In that type of piece, however, the writer tends to ignore the assistance they received along the way to achieve their financial goals.
So, what follows is a step-by-step explanation of how I myself paid back approximately $20,000 in federal student loans. It highlights not just my hard work and smart decision-making but also the circumstances and government programs and policies that enabled me to be debt-free in roughly three years.
- While I was accepted to my dream college, I chose to go to the school that gave me the most scholarship money and financial aid. (Which I’ve written about previously.)
- My parents paid whatever was left over from my tuition bill after scholarships, financial aid, and loans. One of the ways they saved money for my college education was through tax-advantaged 529 college savings accounts. Congress established 529 plans in 1996, and they are administered by all 50 states and the District of Columbia.

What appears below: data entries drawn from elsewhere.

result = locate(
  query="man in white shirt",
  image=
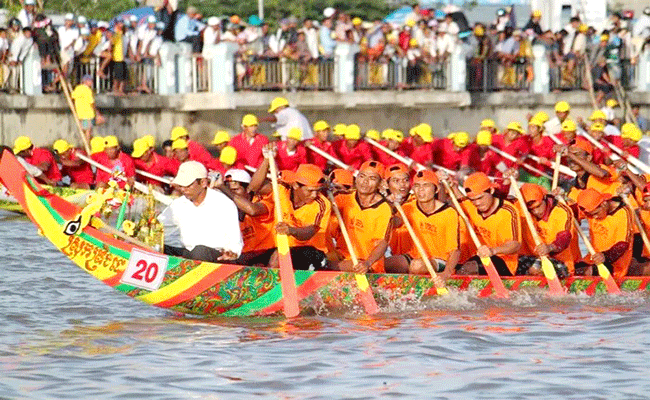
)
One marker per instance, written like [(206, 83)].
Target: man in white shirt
[(207, 220)]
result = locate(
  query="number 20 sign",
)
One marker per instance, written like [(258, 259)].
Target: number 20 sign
[(145, 270)]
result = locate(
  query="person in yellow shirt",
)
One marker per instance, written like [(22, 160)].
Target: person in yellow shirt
[(84, 104)]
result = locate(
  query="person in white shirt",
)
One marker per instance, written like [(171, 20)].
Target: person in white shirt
[(206, 219)]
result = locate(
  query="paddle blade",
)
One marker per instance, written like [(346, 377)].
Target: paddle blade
[(499, 290), (365, 294), (287, 278), (554, 286), (610, 283)]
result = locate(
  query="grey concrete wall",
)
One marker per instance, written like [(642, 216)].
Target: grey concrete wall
[(48, 118)]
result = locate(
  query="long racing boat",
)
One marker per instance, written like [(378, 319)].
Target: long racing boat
[(210, 289)]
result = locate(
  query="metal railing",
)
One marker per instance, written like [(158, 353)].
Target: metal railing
[(284, 74), (488, 75), (400, 74)]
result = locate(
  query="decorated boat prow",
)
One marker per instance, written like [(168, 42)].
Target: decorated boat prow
[(210, 289)]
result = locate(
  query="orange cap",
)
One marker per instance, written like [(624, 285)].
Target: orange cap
[(590, 199), (426, 176), (309, 175), (478, 183), (342, 177), (376, 167), (533, 193), (395, 169)]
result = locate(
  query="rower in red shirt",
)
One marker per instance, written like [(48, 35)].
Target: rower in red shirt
[(249, 143), (147, 160), (80, 173), (352, 150), (197, 150), (38, 157), (321, 141), (290, 153), (117, 161), (457, 153)]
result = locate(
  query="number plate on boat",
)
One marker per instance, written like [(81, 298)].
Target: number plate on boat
[(145, 270)]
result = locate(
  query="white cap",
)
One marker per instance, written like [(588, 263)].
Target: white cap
[(188, 172), (328, 12), (238, 175)]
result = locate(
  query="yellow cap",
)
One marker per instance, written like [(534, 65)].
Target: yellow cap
[(321, 125), (631, 131), (295, 133), (597, 114), (461, 139), (568, 126), (140, 146), (488, 123), (221, 137), (373, 134), (179, 132), (562, 106), (22, 143), (597, 126), (339, 129), (425, 132), (278, 102), (61, 146), (151, 140), (228, 155), (542, 116), (353, 132), (484, 138), (96, 145), (111, 141), (515, 126), (179, 144)]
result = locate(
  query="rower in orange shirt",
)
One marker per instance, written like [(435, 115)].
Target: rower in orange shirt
[(321, 141), (367, 217), (497, 224), (290, 153), (611, 228), (554, 224), (436, 224)]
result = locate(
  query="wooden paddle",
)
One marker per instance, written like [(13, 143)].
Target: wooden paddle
[(440, 285), (554, 286), (365, 291), (491, 270), (287, 277)]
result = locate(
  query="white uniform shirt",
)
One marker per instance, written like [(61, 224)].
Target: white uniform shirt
[(214, 223), (289, 118)]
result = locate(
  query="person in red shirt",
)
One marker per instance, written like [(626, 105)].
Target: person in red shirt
[(117, 161), (80, 173), (290, 153), (38, 157), (352, 150), (321, 141), (249, 143), (147, 160), (458, 154)]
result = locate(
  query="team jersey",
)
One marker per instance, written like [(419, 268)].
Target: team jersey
[(159, 166), (292, 161), (439, 232), (452, 159), (366, 226), (616, 227), (504, 225), (40, 155), (316, 213), (258, 231), (249, 152)]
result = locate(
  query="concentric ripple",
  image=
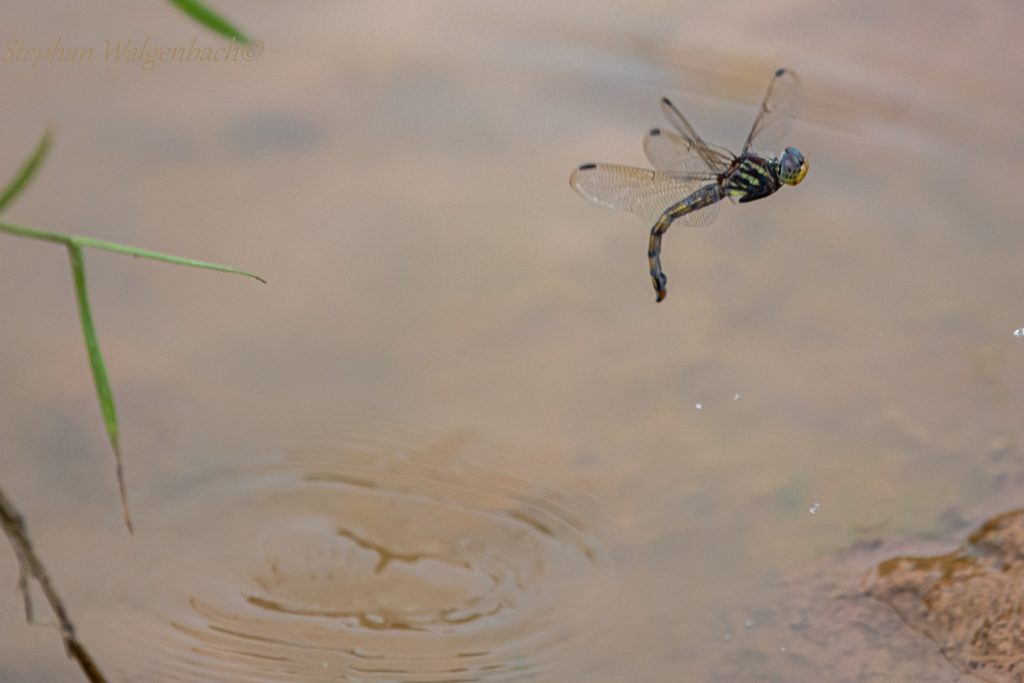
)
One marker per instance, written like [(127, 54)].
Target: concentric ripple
[(369, 562)]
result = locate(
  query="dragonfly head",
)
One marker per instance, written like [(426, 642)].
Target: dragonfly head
[(792, 166)]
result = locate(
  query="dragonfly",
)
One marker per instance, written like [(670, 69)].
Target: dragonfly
[(691, 176)]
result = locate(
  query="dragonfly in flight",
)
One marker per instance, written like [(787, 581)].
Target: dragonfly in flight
[(691, 176)]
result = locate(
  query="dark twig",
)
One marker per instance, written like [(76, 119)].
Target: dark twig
[(30, 566)]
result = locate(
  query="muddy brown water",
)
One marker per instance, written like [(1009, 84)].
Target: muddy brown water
[(455, 438)]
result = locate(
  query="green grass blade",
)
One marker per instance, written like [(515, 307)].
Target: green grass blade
[(28, 170), (211, 19), (103, 391), (158, 256), (69, 240)]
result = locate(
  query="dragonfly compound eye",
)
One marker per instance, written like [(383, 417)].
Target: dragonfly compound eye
[(792, 166)]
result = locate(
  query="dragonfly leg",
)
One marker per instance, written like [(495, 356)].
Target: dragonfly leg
[(698, 200)]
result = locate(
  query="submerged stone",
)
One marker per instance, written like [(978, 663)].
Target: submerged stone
[(970, 602)]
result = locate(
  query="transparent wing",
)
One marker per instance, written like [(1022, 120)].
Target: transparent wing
[(778, 110), (670, 152), (641, 191), (713, 158)]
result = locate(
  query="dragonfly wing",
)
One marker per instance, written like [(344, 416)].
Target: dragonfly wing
[(713, 158), (641, 191), (670, 152), (702, 216), (778, 109)]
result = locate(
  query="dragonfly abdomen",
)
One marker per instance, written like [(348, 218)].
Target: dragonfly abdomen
[(754, 178)]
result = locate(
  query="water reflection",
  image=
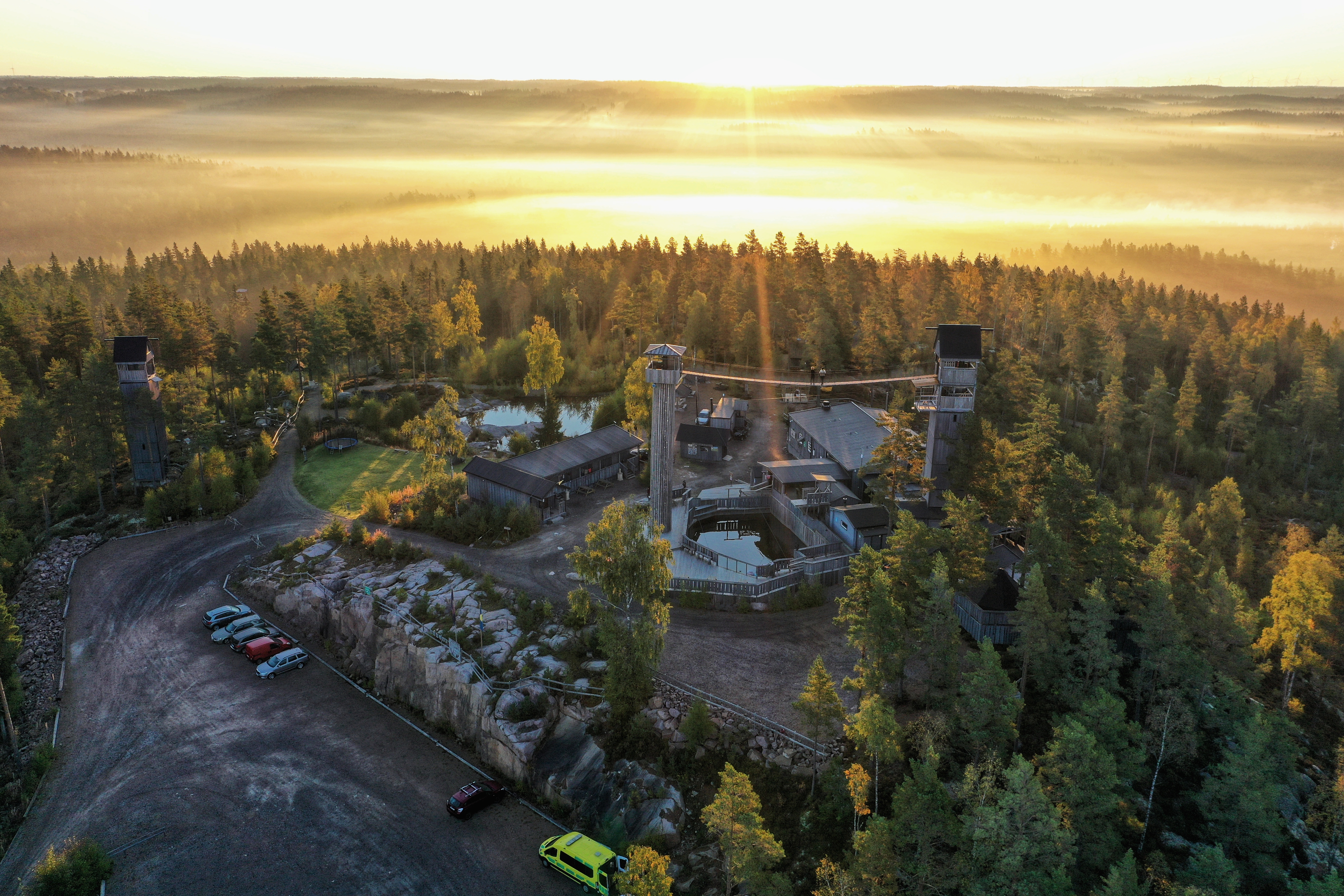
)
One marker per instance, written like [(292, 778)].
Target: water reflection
[(576, 414)]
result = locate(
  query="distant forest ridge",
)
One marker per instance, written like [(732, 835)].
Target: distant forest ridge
[(666, 98), (1312, 292), (1318, 291), (89, 155)]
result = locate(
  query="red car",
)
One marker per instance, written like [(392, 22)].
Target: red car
[(264, 649)]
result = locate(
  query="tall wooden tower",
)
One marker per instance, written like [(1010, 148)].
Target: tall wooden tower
[(147, 438), (956, 352), (663, 374)]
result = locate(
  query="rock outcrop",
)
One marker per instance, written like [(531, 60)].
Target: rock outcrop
[(396, 628)]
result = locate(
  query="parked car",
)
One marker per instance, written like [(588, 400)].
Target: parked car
[(265, 648), (225, 615), (224, 633), (475, 797), (283, 661), (237, 640)]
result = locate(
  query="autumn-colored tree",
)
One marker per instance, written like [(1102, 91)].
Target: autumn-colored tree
[(900, 457), (639, 397), (1187, 409), (646, 874), (1300, 605), (820, 707), (858, 781), (626, 557), (545, 359)]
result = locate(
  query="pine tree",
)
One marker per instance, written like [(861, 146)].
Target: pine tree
[(1041, 630), (1105, 718), (1187, 409), (917, 850), (1240, 801), (987, 704), (734, 821), (1019, 845), (1123, 879), (877, 624), (1093, 661), (1237, 421), (697, 726), (1212, 871), (940, 635), (1080, 777), (1111, 418), (878, 733), (1156, 409)]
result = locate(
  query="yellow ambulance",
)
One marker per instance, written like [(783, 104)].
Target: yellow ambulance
[(584, 860)]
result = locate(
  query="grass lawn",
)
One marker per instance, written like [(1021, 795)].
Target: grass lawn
[(335, 480)]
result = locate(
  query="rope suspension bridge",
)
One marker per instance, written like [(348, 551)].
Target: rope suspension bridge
[(769, 377)]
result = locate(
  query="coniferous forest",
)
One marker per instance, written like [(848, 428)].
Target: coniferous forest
[(1171, 459)]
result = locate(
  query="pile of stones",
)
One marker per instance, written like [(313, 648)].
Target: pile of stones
[(736, 735), (38, 605)]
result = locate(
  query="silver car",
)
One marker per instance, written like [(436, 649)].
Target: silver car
[(284, 661), (224, 633)]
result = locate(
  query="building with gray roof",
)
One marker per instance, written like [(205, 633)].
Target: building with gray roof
[(846, 434)]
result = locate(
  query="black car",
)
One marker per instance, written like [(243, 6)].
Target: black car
[(475, 797), (225, 615)]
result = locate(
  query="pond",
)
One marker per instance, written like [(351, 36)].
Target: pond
[(576, 414), (753, 539)]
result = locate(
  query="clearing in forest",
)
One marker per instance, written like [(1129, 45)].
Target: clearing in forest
[(338, 481)]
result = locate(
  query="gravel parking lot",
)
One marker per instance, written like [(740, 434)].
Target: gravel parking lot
[(299, 785), (303, 785)]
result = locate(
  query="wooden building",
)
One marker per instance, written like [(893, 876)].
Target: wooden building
[(573, 465), (703, 443)]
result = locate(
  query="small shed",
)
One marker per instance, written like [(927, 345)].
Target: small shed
[(703, 443), (502, 486), (728, 413), (861, 526)]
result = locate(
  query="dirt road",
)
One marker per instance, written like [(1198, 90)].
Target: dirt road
[(292, 786), (302, 785)]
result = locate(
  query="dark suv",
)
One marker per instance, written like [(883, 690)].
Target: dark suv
[(225, 615), (475, 797)]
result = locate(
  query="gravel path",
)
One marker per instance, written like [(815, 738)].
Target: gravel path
[(303, 777), (292, 786)]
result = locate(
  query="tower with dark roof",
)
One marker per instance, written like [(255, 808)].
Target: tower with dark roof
[(956, 352), (147, 437)]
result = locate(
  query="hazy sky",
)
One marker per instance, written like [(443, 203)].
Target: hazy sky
[(982, 42)]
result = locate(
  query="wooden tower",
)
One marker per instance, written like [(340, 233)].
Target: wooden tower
[(147, 438), (956, 352), (663, 374)]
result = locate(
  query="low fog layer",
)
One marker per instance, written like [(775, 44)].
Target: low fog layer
[(937, 170)]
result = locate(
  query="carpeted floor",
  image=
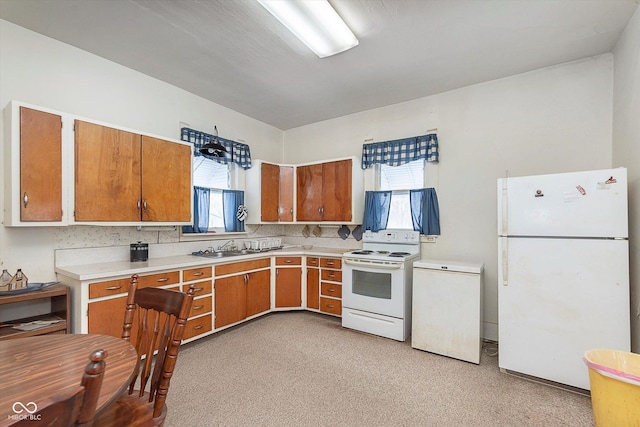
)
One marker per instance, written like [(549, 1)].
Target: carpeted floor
[(304, 369)]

- At the end of each college semester, I paid off the interest that had accrued on my loans. Doing this nearly eliminated compound interest and ultimately reduced the amount I had to pay after I graduated. I knew to do this because of an online financial literacy course my university offered that students could take to improve their chances of getting better campus housing.
- During college, I worked up to 20 hours per week doing a variety of campus jobs, including work-study positions that are paid, in part, by the federal government.
- The COVID-19 pandemic rudely interrupted my senior year, as I graduated in 2020. Because of the pandemic, former President Donald Trump put a pause on requiring borrowers to make federal student loan payments and set associated interest rates at 0%. President Joe Biden continued this policy until fall 2023.
- I began a full-time, salaried job shortly after graduating. Previously, I had a summer internship at the same company through a program sponsored by my university. This program connected me to an alumnus of my college who was a senior leader at the company and who encouraged me to apply for the internship.
- Although I had a job, I worked the first year from my parents’ house (where I didn’t have to pay rent) because my company’s offices were closed due to the pandemic. I started to pay off my student loans, even though I wasn’t required to yet because of the payment pause.
- When Biden was campaigning for president, he said he would waive $10,000 in federal student loan debt for most borrowers. After he was elected president, I had less than $10,000 in student debt remaining. So I stopped making payments, and instead put that money into savings.
- That turned out to be a rather prudent move. The Supreme Court in 2023 struck down Biden’s plan to cancel $10,000 in student loan debt for many borrowers, including me. So before borrowers were required to begin making payments again last October, I took the money I had put into savings and paid off the remainder of my debt.
Yes, I did work hard to pay off all of my student loan debt shortly after graduating. But hard work alone clearly isn’t why I’m debt-free today.
While I was able to live rent-free and work entirely remotely for a year, those aren’t advantages available to everybody. And even though my student debt wasn’t forgiven, there still were multiple government programs that made college more affordable for me.
If I didn’t have these privileges, even if I had worked just as hard, I’d still be making a student loan payment each month for who knows how long. Instead, I live in a nicer apartment than I would otherwise be able to afford and am contributing more to my Roth IRA, a type of retirement savings account that Congress created in the late 90s to help middle-class Americans.